Kai Ryssdal: You have been around this world for a very long time and I want you to take me back to I guess 1984, when your first company got started and you really kind of dug in, and remind people what the entire idea of virtual reality was like back then.

Jaron Lanier: Well, back then there had already been a virtual reality headset or two created in labs. There wasn't yet anything like a normal product for virtual reality; there wasn't anything you could buy. There wasn't anything that didn't have bolts and rails sticking out of it. So I started the first VR company to make that stuff. 

Ryssdal: And now here we are 30 some years later and you still have to strap something to your head, it's still not entirely REAL real. Did you think we would be farther along? 

Lanier: Well not really. I had predicted that there would be consumer virtual reality of a preliminary sort by 2020. And so it's maybe a little ahead of schedule but it's approximately where I thought it'd be.

Ryssdal: But when you put, I mean let's just pick a name brand, when you put the Oculus Rift on your head, are you pleased with how things look? Both literally inside the headset and as an industry? 

Lanier: Well I'm fine with how they look. I'm a little less fine with how they feel.

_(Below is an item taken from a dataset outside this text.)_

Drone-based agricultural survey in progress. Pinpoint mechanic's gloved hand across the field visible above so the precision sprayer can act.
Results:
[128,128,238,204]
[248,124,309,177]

I feel as though the current crop of VR products focus a little too much on the visual side and not enough on what you do with your hands and with your body because that's really where the action is. 

Ryssdal: OK, so why aren't we doing that stuff? Is it just too technologically hard? 

Lanier: You know it's probably true that the haptic side, the touch and feel side, of virtual reality is more technically challenging than the visual side, but I think there's also just this visual dominance problem. People, especially I think the kinds of people who become digital engineers, are pretty visually dominant and tend to give the eyes the pride of place. 

Ryssdal: It's interesting you talk about engineers in that way because you are not technically a trained engineer, right? You're a guy who's been in this for a long time and sort of learned from the ground up.

Lanier: My training was in math and I kind of picked up my engineering on the streets it's true. 

Ryssdal: On the streets? Can you pick up engineering on the streets? I don't even know. 

Lanier: Well you know sometimes you have to so that's that's the way it works, yeah.

Ryssdal: Virtual reality is not, you say, a consistent thing, right? it has fits and starts; it goes forward and then it stops. Is there a chance do you think that we could actually see some real tangible progress like we have seen with laptops and mobile devices and stuff? 

Lanier: I'm actually really confident in terms of the basic hardware. I'm a little less confident about the cultural aspects of it. Right now the way we sell these experiences is as downloads that somebody might just experience in a dark room. It kind of bothers me, it should be more of a service where people connect together in fantastical ways. But I think we'll get there. 

Ryssdal: But you do have that problem, right? Even if people are connecting inside the virtual world, let's say in an office and you're having a meeting or whatever, you're still sitting around with a headset on your face and somebody else is walking by on the way the coffee machine going, "what?"

Lanier: I know. A lot of people think, "wow that's a weird thing to put this giant bizarre object on your head." But to me it's what makes reality ethical because when you have this big thing on your head the illusion is announced. That means it's a magic show instead of a charlatan taking advantage of you. The point is that you know this is an illusion. So I hope they never get small and convenient. I think they should be ugly and a little awkward.

Ryssdal: The key word with virtual reality then being virtual, right? Because it's just not real. 

Lanier: No it's a form of communication. It's real in the sense that what we express through it can be real but it's a thing to enjoy within reality it's not an alternate or a substitute reality.